During her current pregnancy, the patient was followed in a private structure. She was referred to the hospital at 29 weeks of gestation. A detailed ultrasonography was carried out, revealing a singleton fetus consistent with gestational age. Both upper hands had deformities: oligodactyly with syndactyly suggestive of lobster claw, presence of both radius and ulna. Both tibias appeared shorter, with an absence of fibula and bilateral talipes (Figure 1). Amniotic fluid was increased.
The findings were explained to the patient in detail; however, as she was referred to us late in her pregnancy, and in view of her previous history, it was decided she would continue the pregnancy; the chromosomal study had not yet been done. She was given anti-D (Rho) immunoglobulin as she was rhesus negative.
During her follow-up, repeated ultrasonography was carried out. At ≥ 34 weeks, the findings were consistent with a fetus corresponding to gestational age with severe oligohydramnios (1 pocket = 26 mm) and increased umbilical artery Doppler, but normal middle cerebral artery Doppler. She was induced at 36 + 1 weeks with 3-mg tablet of Prostin E2 (Pfizer Inc.).
She delivered a female newborn, Apgar score (a measure of newborn well-being) = 9 (at 1 minute); 10 (at 5 minutes), weight = 2430 g. Neonatal examination confirmed the anomalies, with the right hand having three fingers, the left hand having four fingers with syndactyly, including thumbs, and short and deformed legs and club feet, with two toes on each foot (Figure 2).
X-ray skeletal survey confirmed that there were three digits on the right hand and four on the left with cleft noted between the second and third metacarpals.
The absence of fibula was also noted with deviation deformity of the lower end of the left tibia (Figure 3).
The newborn was discharged on the second day after birth in good condition with an appointment to attend the orthopaedic paediatric clinic.
A cytogenic study showed a normal female (46 XX).
Split or cleft hand results from a longitudinal deficiency of the central digits. The main pathogenic mechanism is probably a failure of the median apical ectodermal ridge in the developing limb bud.5 Examination of the extremities should be carried out during a detailed second trimester ultrasonography. It may help to diagnose many syndromes. Anomalies of the hands and feet may involve all limbs or a single distal ray. The assessment of extremities is important as it allows time for counselling of the parents and the institution of proper care after birth.
A 3-dimensional sonographic image of the anomaly confirms the diagnosis. Most cases of isolated ectrodactyly do not require surgical intervention, and most individuals with isolated ectrodactyly live normal lives with modest functional impairment of the hands.3
Currently, if needed, there are several treatments that can normalize the appearance of the hands, but the anomalous hands work exactly the same way as regular-shaped hands.
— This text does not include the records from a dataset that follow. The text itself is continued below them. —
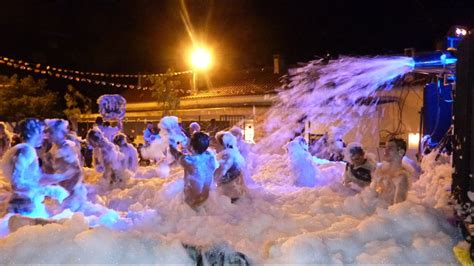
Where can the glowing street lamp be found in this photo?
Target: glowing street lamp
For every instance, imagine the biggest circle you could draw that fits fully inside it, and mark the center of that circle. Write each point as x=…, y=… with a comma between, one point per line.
x=200, y=60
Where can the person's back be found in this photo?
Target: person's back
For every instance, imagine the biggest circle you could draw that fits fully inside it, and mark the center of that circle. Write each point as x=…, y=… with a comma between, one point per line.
x=304, y=172
x=391, y=180
x=128, y=150
x=198, y=167
x=21, y=167
x=229, y=175
x=359, y=170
The prognosis for most people with ectrodactyly syndrome is very good. Some people with ectrodactyly use prosthetic hands, minimizing the chances that others will notice their condition. The condition can also be treated surgically. Early physical and occupational therapy can help those with ectrodactyly to adapt to learn, write, pick things up and become fully functional. Genetic findings could have major implications on the clinical diagnosis and treatment of not only ectrodactyly, but also many other related syndromes.
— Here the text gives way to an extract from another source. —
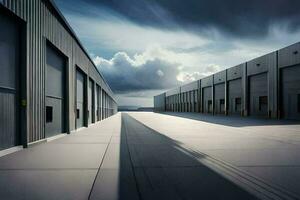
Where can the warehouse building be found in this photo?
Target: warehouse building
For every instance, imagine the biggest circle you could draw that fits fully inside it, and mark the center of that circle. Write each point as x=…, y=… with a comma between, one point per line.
x=48, y=83
x=267, y=87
Ectrodactyly is a rarely seen limb defect which may be detected by detailed prenatal ultrasonography. This case would give us a better understanding of this genetic limb defect and enable us to provide appropriate and timely care to these infants after birth. The real impact of these anomalies is usually assessed after birth, helping to choose the best option for the defect's correction.